Os dois descem da viatura, cuja sirene continua ligada, A madrugada se enche de sons, não só da sirene, como também das vozes dos que cercam o motoqueiro, às quais se juntam as ordens dos policiais.
— Mas...como foi?
— Ele não conseguiu fazer a curva, a moto bateu no poste, e tá aí desmaiado.
Dois enfermeiros chegam afobados, carregando uma maca.
— Arreda, gente. Vamos pôr ele aí na maca e levar pra dentro.
— Negativo! — Cabo Rogério assume logo o controle da situação. — Vocês vão levar primeiro o Dirceu, que foi atropelado por esse bandidinho aqui. Tá no banco de trás. Ele, sim, precisa de socorro urgente. Esse porcaria aí pode esperar.
— Mas, cabo, o motoqueiro tá sangrando muito. — Um dos enfermeiros tenta dialogar.

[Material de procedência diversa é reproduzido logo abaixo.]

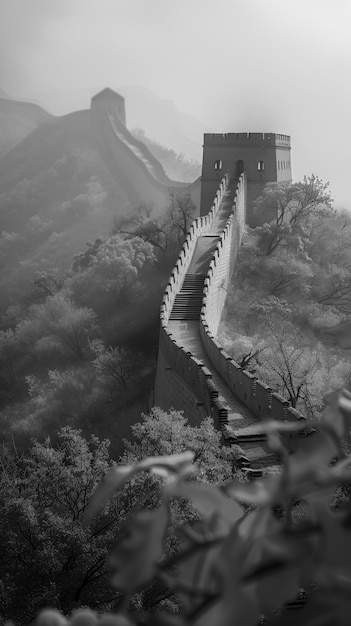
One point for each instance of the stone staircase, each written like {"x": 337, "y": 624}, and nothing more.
{"x": 184, "y": 323}
{"x": 188, "y": 301}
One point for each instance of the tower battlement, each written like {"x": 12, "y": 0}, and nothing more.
{"x": 264, "y": 157}
{"x": 246, "y": 139}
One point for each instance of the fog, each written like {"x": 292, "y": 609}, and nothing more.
{"x": 248, "y": 65}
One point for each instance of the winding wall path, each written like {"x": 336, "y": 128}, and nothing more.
{"x": 194, "y": 372}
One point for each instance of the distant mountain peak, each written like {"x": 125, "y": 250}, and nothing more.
{"x": 4, "y": 95}
{"x": 107, "y": 93}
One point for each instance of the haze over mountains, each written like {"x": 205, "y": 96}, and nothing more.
{"x": 160, "y": 119}
{"x": 56, "y": 192}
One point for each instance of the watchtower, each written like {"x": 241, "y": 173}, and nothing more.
{"x": 110, "y": 102}
{"x": 264, "y": 157}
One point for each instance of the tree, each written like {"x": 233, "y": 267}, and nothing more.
{"x": 236, "y": 566}
{"x": 165, "y": 231}
{"x": 111, "y": 270}
{"x": 162, "y": 433}
{"x": 48, "y": 557}
{"x": 115, "y": 367}
{"x": 61, "y": 321}
{"x": 291, "y": 206}
{"x": 50, "y": 282}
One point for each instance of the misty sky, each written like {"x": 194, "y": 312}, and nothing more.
{"x": 256, "y": 65}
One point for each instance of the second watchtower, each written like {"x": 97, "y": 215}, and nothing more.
{"x": 264, "y": 157}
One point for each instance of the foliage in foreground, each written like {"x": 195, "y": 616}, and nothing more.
{"x": 240, "y": 561}
{"x": 47, "y": 556}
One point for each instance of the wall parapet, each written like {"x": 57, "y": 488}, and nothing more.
{"x": 255, "y": 394}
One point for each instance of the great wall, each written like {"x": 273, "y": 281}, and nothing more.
{"x": 194, "y": 373}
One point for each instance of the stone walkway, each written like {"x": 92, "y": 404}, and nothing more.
{"x": 186, "y": 331}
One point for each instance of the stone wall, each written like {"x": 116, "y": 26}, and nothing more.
{"x": 182, "y": 381}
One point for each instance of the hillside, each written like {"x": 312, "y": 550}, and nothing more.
{"x": 55, "y": 194}
{"x": 160, "y": 119}
{"x": 17, "y": 120}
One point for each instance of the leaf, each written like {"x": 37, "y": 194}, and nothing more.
{"x": 313, "y": 455}
{"x": 175, "y": 463}
{"x": 113, "y": 481}
{"x": 341, "y": 334}
{"x": 273, "y": 426}
{"x": 120, "y": 474}
{"x": 198, "y": 573}
{"x": 134, "y": 558}
{"x": 209, "y": 500}
{"x": 259, "y": 493}
{"x": 337, "y": 413}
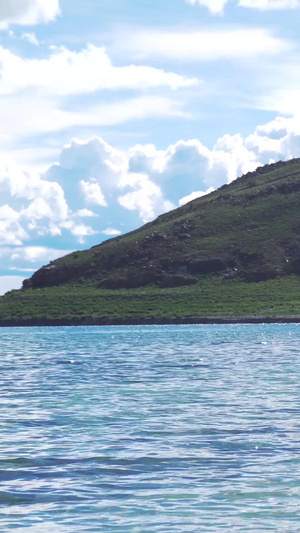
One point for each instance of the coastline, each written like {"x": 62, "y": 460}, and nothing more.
{"x": 148, "y": 322}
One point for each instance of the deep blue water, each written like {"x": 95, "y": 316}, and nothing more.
{"x": 150, "y": 429}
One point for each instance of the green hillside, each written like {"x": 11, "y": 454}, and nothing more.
{"x": 233, "y": 253}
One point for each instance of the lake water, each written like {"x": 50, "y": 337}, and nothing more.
{"x": 165, "y": 429}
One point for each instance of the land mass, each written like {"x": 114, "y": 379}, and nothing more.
{"x": 231, "y": 256}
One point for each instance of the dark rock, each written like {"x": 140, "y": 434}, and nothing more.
{"x": 206, "y": 266}
{"x": 176, "y": 280}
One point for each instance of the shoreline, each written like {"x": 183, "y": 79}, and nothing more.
{"x": 149, "y": 322}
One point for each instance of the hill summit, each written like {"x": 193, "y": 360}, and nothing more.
{"x": 243, "y": 236}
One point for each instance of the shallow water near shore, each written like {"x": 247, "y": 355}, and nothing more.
{"x": 150, "y": 429}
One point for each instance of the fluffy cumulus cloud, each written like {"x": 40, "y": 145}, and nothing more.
{"x": 217, "y": 6}
{"x": 66, "y": 72}
{"x": 205, "y": 45}
{"x": 97, "y": 190}
{"x": 44, "y": 90}
{"x": 27, "y": 12}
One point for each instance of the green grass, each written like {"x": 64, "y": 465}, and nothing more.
{"x": 211, "y": 297}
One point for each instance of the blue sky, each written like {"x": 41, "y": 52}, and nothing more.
{"x": 112, "y": 113}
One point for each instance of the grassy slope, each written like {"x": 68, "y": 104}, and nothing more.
{"x": 251, "y": 216}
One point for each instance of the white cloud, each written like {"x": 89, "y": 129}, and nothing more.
{"x": 194, "y": 195}
{"x": 217, "y": 6}
{"x": 27, "y": 12}
{"x": 92, "y": 193}
{"x": 85, "y": 213}
{"x": 40, "y": 115}
{"x": 32, "y": 254}
{"x": 238, "y": 43}
{"x": 66, "y": 72}
{"x": 31, "y": 38}
{"x": 146, "y": 198}
{"x": 127, "y": 187}
{"x": 112, "y": 232}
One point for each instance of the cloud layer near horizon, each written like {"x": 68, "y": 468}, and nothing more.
{"x": 217, "y": 6}
{"x": 27, "y": 12}
{"x": 96, "y": 190}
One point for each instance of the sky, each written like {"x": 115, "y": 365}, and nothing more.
{"x": 113, "y": 113}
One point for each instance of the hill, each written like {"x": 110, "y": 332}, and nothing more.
{"x": 232, "y": 254}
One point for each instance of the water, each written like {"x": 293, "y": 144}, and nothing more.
{"x": 150, "y": 429}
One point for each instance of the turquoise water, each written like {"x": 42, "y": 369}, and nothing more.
{"x": 150, "y": 429}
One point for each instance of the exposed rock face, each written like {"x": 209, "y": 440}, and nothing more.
{"x": 248, "y": 229}
{"x": 206, "y": 265}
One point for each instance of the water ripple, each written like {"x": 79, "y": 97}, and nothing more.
{"x": 150, "y": 429}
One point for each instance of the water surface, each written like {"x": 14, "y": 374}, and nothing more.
{"x": 156, "y": 429}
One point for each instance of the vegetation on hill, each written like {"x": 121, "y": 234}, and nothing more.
{"x": 233, "y": 253}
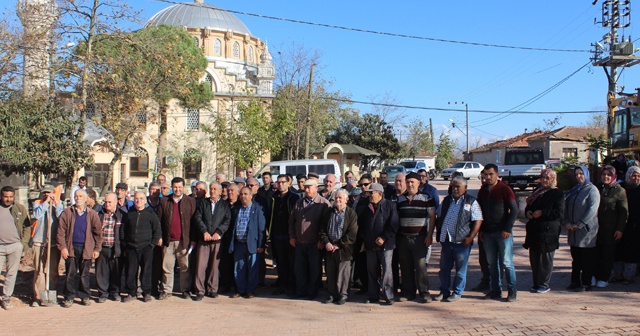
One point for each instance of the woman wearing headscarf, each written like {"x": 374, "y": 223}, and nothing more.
{"x": 612, "y": 218}
{"x": 628, "y": 252}
{"x": 545, "y": 211}
{"x": 581, "y": 221}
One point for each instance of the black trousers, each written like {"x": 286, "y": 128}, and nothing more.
{"x": 108, "y": 272}
{"x": 77, "y": 279}
{"x": 284, "y": 253}
{"x": 142, "y": 258}
{"x": 582, "y": 266}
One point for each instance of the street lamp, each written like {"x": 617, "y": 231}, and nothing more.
{"x": 453, "y": 124}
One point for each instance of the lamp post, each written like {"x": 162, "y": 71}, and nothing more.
{"x": 453, "y": 124}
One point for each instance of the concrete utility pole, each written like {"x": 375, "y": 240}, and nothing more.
{"x": 308, "y": 132}
{"x": 613, "y": 52}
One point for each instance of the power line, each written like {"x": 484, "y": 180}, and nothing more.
{"x": 413, "y": 107}
{"x": 367, "y": 31}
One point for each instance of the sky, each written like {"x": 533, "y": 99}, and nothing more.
{"x": 433, "y": 74}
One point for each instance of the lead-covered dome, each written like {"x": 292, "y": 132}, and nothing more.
{"x": 198, "y": 14}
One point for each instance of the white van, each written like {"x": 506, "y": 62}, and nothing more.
{"x": 321, "y": 167}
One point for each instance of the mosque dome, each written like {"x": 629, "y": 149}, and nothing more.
{"x": 198, "y": 14}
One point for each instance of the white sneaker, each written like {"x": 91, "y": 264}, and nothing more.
{"x": 602, "y": 284}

— Deixa sangrar. Vão atender o homem que tá no carro.
A sirene e o vozerio da discussão em plena madrugada acordou todos os moradores das casas ao redor da praça do hospital. Da sacada de um sobradinho chegou uma voz enérgica:
— Mas que zorra é essa aí? Não se pode mais dormir sossegado?
— Cala a boca, cidadão. Aqui é uma emergência policial.

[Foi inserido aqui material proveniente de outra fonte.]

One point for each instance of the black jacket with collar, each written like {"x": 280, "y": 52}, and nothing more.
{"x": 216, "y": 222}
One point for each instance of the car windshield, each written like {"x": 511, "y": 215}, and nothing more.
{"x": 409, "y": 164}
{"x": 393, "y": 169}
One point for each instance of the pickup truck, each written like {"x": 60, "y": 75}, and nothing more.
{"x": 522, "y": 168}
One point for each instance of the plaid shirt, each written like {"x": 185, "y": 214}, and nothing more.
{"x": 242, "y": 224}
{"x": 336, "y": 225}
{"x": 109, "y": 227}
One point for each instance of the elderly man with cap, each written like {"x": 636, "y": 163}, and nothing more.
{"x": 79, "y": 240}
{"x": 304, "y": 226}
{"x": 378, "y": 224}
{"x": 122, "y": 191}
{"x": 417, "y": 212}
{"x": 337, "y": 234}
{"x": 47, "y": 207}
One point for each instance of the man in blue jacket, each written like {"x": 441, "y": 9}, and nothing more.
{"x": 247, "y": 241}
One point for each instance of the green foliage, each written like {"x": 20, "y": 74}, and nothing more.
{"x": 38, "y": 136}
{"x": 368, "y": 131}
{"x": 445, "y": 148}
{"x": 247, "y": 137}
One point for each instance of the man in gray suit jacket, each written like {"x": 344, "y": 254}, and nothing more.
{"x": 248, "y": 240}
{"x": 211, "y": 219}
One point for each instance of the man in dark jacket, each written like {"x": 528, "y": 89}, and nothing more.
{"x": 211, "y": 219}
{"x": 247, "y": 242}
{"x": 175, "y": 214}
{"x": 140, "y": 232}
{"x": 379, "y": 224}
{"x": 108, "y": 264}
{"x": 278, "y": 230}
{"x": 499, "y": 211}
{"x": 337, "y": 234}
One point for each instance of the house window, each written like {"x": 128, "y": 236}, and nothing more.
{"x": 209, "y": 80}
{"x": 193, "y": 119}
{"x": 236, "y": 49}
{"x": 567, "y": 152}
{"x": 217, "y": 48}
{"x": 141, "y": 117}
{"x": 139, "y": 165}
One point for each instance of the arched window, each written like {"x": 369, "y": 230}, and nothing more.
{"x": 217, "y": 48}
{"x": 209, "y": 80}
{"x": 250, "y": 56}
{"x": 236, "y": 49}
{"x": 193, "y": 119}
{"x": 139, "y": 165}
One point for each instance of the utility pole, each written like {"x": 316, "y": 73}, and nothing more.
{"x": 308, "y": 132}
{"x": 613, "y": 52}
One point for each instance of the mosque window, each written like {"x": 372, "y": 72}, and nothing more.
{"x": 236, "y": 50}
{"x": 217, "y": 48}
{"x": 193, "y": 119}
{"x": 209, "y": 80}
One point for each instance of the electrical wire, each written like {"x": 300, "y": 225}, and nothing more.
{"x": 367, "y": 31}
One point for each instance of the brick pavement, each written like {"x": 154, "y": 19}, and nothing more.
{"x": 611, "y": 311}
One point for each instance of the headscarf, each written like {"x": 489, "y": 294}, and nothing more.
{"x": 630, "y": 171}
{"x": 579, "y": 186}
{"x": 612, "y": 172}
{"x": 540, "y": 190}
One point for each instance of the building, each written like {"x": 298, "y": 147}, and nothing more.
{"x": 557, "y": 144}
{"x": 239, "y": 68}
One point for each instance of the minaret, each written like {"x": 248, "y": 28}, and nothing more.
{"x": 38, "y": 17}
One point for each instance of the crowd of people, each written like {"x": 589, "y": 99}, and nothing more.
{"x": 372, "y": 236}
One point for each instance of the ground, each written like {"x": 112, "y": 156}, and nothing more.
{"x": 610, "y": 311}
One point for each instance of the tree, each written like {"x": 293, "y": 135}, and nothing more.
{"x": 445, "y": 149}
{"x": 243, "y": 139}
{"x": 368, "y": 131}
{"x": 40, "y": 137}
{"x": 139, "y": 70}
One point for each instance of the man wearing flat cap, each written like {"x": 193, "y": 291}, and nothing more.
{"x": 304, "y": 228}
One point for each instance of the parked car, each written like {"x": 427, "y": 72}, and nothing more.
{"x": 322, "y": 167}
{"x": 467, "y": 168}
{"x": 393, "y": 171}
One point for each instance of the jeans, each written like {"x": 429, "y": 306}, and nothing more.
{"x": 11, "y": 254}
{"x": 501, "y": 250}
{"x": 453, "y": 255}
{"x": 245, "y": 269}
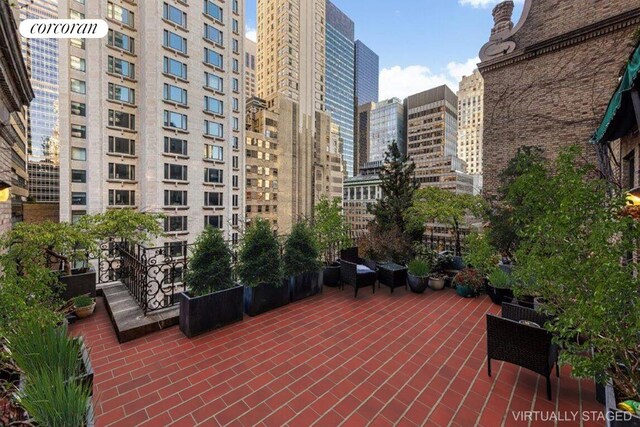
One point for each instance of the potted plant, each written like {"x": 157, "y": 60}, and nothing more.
{"x": 499, "y": 286}
{"x": 301, "y": 263}
{"x": 260, "y": 270}
{"x": 332, "y": 235}
{"x": 418, "y": 275}
{"x": 213, "y": 300}
{"x": 468, "y": 283}
{"x": 84, "y": 306}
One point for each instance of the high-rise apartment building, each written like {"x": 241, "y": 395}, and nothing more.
{"x": 41, "y": 56}
{"x": 432, "y": 122}
{"x": 250, "y": 82}
{"x": 292, "y": 80}
{"x": 367, "y": 74}
{"x": 15, "y": 94}
{"x": 470, "y": 122}
{"x": 340, "y": 84}
{"x": 152, "y": 116}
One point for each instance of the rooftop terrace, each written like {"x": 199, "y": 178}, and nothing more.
{"x": 401, "y": 359}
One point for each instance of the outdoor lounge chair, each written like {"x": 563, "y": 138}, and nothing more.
{"x": 356, "y": 272}
{"x": 524, "y": 345}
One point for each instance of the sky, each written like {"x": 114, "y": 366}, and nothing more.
{"x": 421, "y": 43}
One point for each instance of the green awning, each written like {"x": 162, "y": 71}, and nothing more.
{"x": 620, "y": 119}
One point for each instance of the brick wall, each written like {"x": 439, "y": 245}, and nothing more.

O homem na sacada, careca e muito gordo, trajando apenas um short vermelho, a barriga proeminente, saltando por cima do cordel da cintura, não gostou da ordem do policial. Desceu assim como estava e dirigiu-se para o meio do grupo.
— Que merda é essa aí? E quem foi que me mandou calar a boca?
— Cala a boca, cidadão. Ou lhe prendo por desacato à autoridade.
— Você sabe com quem está falando? Eu sou...
Antes de terminar a frase, o Cabo sobrepôs uma ordem, aos gritos:
— Soldado Militão, prende esse homem por desacato.
Militão, numa agilidade felina, põe a manopla direita sobre a boca do gordo de short vermelho, enquanto com a esquerda aplica-lhe uma chave no braço, imobilizando e calando o querelante. Com perícia de longa prática, joga-o dentro do carro. Os gritos ficam abafados pela sirene.
— Toca pra delegacia.
Sabendo da inutilidade de suas alegações, e receando ser mais agredido ainda, o homem de short vermelho permanece mudo. Na delegacia eles vão saber com quem estão falando...
Ao chegarem, o delegado, acordado na madrugada por avisos telefônicos, já estava no aguardo da chegada dos seus auxiliares..
— Doutor, temos diversas ocorrências pra fazer.
— Já sei, já sei. — O homem era bem informado e já estava a par de toda a situação. — Nequinha Micão atropelou quatro pessoas na praça. E acabou morrendo à porta do hospital.
— Morreu? — Fingindo surpresa, Cabo Rogério olha significativamente para Militão, que abre a porta do carro e puxa o gordo de short.
— E prendemos esse cidadão por desacato à autoridade.
Ao ver de quem se trata, mais assustado do que surpreso, o delegado exclama:
— Mas... é o vereador Conegundes!
— Vereador? Mas...mas... — Cabo Rogério se engasga. —
— Sim, seu soldadinho de bosta! Sou o vereador Conegundes, sim. Quis lhe avisar...
— Mas, doutor! — O servilismo aflorou e o cabo falava como se estivesse se arrastando pelo chão. — Mas doutor...O senhor devia ter mostrado logo sua carteirinha de vereador!